The outburst of republicanism had been in fact the
last flicker of an expiring cause. The liberal
tide, which had been flowing steadily ever since the
Reform Bill, reached its height with Mr.
Gladstone’s
first administration; and towards the end of that
administration the inevitable ebb began. The
reaction, when it came, was sudden and complete.
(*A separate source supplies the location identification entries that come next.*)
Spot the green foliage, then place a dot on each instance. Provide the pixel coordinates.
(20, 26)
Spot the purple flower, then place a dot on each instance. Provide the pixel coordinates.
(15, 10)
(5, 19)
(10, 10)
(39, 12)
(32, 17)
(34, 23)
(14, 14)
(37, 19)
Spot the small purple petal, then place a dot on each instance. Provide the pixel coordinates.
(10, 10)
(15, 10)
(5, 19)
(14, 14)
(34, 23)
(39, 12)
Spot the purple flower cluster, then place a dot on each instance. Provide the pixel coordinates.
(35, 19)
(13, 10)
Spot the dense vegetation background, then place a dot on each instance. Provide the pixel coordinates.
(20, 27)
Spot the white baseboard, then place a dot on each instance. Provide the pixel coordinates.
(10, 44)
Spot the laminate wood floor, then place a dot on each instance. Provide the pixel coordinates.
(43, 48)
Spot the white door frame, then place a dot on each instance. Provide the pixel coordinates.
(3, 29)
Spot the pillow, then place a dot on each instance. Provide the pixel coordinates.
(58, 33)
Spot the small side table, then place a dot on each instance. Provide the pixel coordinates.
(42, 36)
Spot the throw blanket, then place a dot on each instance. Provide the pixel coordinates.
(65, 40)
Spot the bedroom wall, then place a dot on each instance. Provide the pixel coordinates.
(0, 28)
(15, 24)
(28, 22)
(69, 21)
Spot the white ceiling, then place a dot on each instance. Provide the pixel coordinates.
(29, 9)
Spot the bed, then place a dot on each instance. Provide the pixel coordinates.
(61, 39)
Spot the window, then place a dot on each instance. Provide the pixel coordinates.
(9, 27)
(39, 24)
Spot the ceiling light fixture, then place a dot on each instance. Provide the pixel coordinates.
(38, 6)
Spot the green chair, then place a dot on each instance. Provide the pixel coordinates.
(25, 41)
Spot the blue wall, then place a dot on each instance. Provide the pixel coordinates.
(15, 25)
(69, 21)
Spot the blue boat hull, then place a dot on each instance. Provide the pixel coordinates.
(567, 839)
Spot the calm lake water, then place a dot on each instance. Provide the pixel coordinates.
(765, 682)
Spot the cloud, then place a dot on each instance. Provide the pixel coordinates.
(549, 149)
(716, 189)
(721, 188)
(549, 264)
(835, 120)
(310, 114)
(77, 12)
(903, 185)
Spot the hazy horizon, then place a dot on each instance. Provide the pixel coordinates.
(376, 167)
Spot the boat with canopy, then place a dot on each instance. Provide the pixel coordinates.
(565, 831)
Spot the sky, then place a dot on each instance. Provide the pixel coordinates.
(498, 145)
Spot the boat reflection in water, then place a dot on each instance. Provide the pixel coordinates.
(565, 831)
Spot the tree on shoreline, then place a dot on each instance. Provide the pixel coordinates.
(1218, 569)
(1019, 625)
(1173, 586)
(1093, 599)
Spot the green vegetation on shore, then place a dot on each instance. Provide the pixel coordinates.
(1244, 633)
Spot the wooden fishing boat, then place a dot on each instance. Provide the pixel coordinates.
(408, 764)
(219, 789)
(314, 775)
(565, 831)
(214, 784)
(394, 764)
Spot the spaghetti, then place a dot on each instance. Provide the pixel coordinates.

The General Election of 1874 changed the whole face
of politics. Mr. Gladstone and the Liberals were
routed; and the Tory party, for the first time for
over forty years, attained an unquestioned supremacy
in England. It was obvious that their surprising
triumph was pre-eminently due to the skill and vigour
of Disraeli. He returned to office, no longer
the dubious commander of an insufficient host, but
with drums beating and flags flying, a conquering
hero. And as a conquering hero Victoria welcomed
her new Prime Minister.
Then there followed six years of excitement, of enchantment,
of felicity, of glory, of romance. The amazing
being, who now at last, at the age of seventy, after
a lifetime of extraordinary struggles, had turned
into reality the absurdest of his boyhood’s dreams,
knew well enough how to make his own, with absolute
completeness, the heart of the Sovereign Lady whose
servant, and whose master, he had so miraculously
become. In women’s hearts he had always
read as in an open book. His whole career had
turned upon those curious entities; and the more curious
they were, the more intimately at home with them he
seemed to be. But Lady Beaconsfield, with her
cracked idolatry, and Mrs. Brydges-Williams, with
her clogs, her corpulence, and her legacy, were gone:
an even more remarkable phenomenon stood in their place.
He surveyed what was before him with the eye of a
past-master; and he was not for a moment at a loss.
He realised everything—the interacting
complexities of circumstance and character, the pride
of place mingled so inextricably with personal arrogance,
the superabundant emotionalism, the ingenuousness
of outlook, the solid, the laborious respectability,
shot through so incongruously by temperamental cravings
for the coloured and the strange, the singular intellectual
limitations, and the mysteriously essential female
elements impregnating every particle of the whole.
A smile hovered over his impassive features, and he
dubbed Victoria “the Faery.” The name
delighted him, for, with that epigrammatic ambiguity
so dear to his heart, it precisely expressed his vision
of the Queen. The Spenserian allusion was very
pleasant—the elegant evocations of Gloriana;
but there was more in it than that: there was
the suggestion of a diminutive creature, endowed with
magical—and mythical—properties,
and a portentousness almost ridiculously out of keeping
with the rest of her make-up. The Faery, he determined,
should henceforward wave her wand for him alone.